Tencent releases HY-World 2.0 with WorldMirror 2.0 and editable 3D worlds
Tencent released HY-World 2.0, a multimodal world model that turns text, images, or video into editable 3D worlds, and open-sourced WorldMirror 2.0 inference code and weights. Its four-stage pipeline targets reusable scene assets rather than single-view video clips.

TL;DR
- TencentHunyuan's launch post says HY-World 2.0 takes text, images, and videos, then outputs editable 3D worlds rather than video-only demos.

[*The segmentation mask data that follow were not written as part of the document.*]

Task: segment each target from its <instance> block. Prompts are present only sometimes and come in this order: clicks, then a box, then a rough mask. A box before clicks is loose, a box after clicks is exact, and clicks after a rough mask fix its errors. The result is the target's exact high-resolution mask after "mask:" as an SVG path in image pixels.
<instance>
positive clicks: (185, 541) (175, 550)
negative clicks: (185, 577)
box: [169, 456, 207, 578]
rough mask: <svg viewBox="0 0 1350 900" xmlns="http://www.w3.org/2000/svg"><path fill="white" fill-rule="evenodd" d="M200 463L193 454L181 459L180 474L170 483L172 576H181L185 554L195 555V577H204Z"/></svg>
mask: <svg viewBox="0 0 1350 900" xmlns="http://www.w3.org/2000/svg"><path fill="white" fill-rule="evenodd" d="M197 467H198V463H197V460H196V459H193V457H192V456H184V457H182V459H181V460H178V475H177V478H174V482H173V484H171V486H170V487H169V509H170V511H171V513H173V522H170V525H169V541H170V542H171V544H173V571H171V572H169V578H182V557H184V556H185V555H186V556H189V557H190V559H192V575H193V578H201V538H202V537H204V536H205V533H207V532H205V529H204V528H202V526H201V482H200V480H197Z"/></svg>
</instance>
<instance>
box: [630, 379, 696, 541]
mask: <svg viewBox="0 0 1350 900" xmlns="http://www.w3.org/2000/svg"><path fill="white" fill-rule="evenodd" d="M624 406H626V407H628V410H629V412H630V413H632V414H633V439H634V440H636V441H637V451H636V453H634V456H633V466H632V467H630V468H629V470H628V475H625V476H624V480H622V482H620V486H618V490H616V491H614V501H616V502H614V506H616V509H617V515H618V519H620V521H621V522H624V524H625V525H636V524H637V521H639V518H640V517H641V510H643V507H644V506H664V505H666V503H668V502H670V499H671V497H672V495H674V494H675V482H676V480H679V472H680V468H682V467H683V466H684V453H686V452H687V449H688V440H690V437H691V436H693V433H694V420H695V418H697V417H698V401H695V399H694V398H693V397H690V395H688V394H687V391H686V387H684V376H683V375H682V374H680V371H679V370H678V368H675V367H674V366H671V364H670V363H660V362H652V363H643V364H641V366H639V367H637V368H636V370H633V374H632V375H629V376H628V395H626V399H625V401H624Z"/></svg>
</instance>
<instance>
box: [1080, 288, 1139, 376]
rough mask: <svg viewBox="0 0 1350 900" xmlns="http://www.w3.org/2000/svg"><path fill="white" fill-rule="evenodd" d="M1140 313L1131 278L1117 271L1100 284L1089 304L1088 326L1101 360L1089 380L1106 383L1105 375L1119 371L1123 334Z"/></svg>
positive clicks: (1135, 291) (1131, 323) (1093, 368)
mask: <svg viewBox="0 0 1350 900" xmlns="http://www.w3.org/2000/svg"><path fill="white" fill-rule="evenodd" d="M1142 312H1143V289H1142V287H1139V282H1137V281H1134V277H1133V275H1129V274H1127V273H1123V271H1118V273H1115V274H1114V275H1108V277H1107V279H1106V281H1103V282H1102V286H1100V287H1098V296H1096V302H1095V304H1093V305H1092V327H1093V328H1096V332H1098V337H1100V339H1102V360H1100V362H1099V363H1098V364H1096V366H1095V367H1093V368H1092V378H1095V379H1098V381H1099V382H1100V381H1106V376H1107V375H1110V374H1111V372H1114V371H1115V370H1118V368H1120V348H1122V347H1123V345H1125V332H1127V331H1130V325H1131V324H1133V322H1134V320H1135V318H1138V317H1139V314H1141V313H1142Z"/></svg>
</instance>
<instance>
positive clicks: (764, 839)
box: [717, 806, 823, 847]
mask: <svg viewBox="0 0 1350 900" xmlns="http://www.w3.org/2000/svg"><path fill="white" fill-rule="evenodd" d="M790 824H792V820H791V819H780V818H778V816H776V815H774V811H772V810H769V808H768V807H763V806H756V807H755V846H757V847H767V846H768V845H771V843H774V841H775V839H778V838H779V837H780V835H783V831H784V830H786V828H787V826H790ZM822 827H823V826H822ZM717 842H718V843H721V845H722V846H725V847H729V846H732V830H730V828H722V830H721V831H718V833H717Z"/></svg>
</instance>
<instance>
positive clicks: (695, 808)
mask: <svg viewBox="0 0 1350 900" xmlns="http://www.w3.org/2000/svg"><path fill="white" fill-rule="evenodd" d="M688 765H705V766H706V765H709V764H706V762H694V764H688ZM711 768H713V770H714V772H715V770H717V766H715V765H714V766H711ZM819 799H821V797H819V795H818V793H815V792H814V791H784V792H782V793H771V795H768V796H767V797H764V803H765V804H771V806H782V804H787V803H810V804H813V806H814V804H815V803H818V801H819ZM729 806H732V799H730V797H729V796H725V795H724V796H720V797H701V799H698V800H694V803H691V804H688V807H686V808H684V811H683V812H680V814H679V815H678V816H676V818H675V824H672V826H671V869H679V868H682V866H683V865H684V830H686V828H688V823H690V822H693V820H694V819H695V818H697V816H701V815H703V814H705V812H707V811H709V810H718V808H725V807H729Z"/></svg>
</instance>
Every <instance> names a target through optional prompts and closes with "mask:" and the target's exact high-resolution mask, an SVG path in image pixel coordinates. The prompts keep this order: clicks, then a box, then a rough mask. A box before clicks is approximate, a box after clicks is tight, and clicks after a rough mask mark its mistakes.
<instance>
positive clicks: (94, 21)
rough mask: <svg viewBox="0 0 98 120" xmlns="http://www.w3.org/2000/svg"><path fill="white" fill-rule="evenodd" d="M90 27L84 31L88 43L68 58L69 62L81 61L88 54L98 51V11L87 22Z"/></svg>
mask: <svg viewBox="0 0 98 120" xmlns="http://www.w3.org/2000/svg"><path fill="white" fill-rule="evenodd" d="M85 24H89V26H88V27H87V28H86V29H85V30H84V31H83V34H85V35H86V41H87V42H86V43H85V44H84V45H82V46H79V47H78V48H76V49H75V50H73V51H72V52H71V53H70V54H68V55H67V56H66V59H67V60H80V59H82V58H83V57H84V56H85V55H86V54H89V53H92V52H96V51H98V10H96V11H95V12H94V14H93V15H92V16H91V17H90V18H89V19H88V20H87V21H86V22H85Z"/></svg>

- According to TencentHunyuan's technical highlights, the system is split across HY-Pano 2.0, WorldNav, WorldStereo 2.0, WorldMirror 2.0, and WorldLens.
- rohanpaul_ai's WorldMirror post and the GitHub repo both say WorldMirror 2.0 inference code and model weights are open now, while the rest of the generation stack is still rolling out.
- The technical report and rohanpaul_ai's benchmark summary frame WorldStereo 2.0 as the strongest piece on camera control and reconstruction metrics in Tencent's evals.
You can read the technical report, browse the GitHub repo, and try the product page. The odd but useful detail is in the repo's open-source plan: Tencent shipped the reconstruction half first, while HY-Pano 2.0, WorldNav, and WorldStereo 2.0 are still marked coming soon.
Editable 3D outputs
Tencent is pitching HY-World 2.0 against video world models on the output format, not just on generation quality. The GitHub README says the system exports meshes, 3D Gaussian splats, and point clouds that can be imported into Unity, Unreal, Blender, and Isaac Sim, while rohanpaul_ai's overview centers the same shift as moving from frame prediction to persistent scene assets.
The official launch post adds one more concrete layer: the worlds are meant to be explored, with first-person and character-based navigation plus collision support, and WorldLens handles the real-time rendering path TencentHunyuan's launch post.
Four-stage pipeline
Tencent breaks the generation stack into four jobs instead of one monolithic model:
- HY-Pano 2.0, panorama generation from text or a single image.
- WorldNav, semantic trajectory planning with a spatial agent and navmesh.
- WorldStereo 2.0, keyframe-based world expansion with spatial memory.
- WorldMirror 2.0, final 3D reconstruction and composition into 3DGS assets.
That staged design shows up clearly in
, and rohanpaul_ai's architecture summary makes the practical claim Tencent cares about: better camera stability and more reusable scenes than single-view video generation.
WorldMirror 2.0
WorldMirror 2.0 is the part you can actually use today. The GitHub README describes it as a roughly 1.2B parameter feed-forward model that predicts depth, normals, camera parameters, point clouds, and 3DGS attributes in one pass from multi-view images or video, and the Hugging Face page hosts the released artifacts.
Tencent's own materials keep pointing back to reconstruction as the mature subsystem. rohanpaul_ai's benchmark summary says WorldStereo 2.0 leads Tencent's table on trajectory error, F1, and AUC, while rohanpaul_ai's paper roundup adds a runtime claim from the report: roughly 10 minutes per world on H20 GPUs for the full generation pipeline.
What's open now
The repo's release plan is more specific than the announcement copy. It lists technical report plus partial code on April 16, says WorldMirror 2.0 code and checkpoints are available now, and marks full world-generation inference, HY-Pano 2.0 weights, WorldNav code, and WorldStereo 2.0 inference as coming soon in the README.
That makes HY-World 2.0 an open release with an asterisk. The reconstruction path is public today through Hugging Face and GitHub, while Tencent is still scheduling an AMA on April 20 before the rest of the stack lands.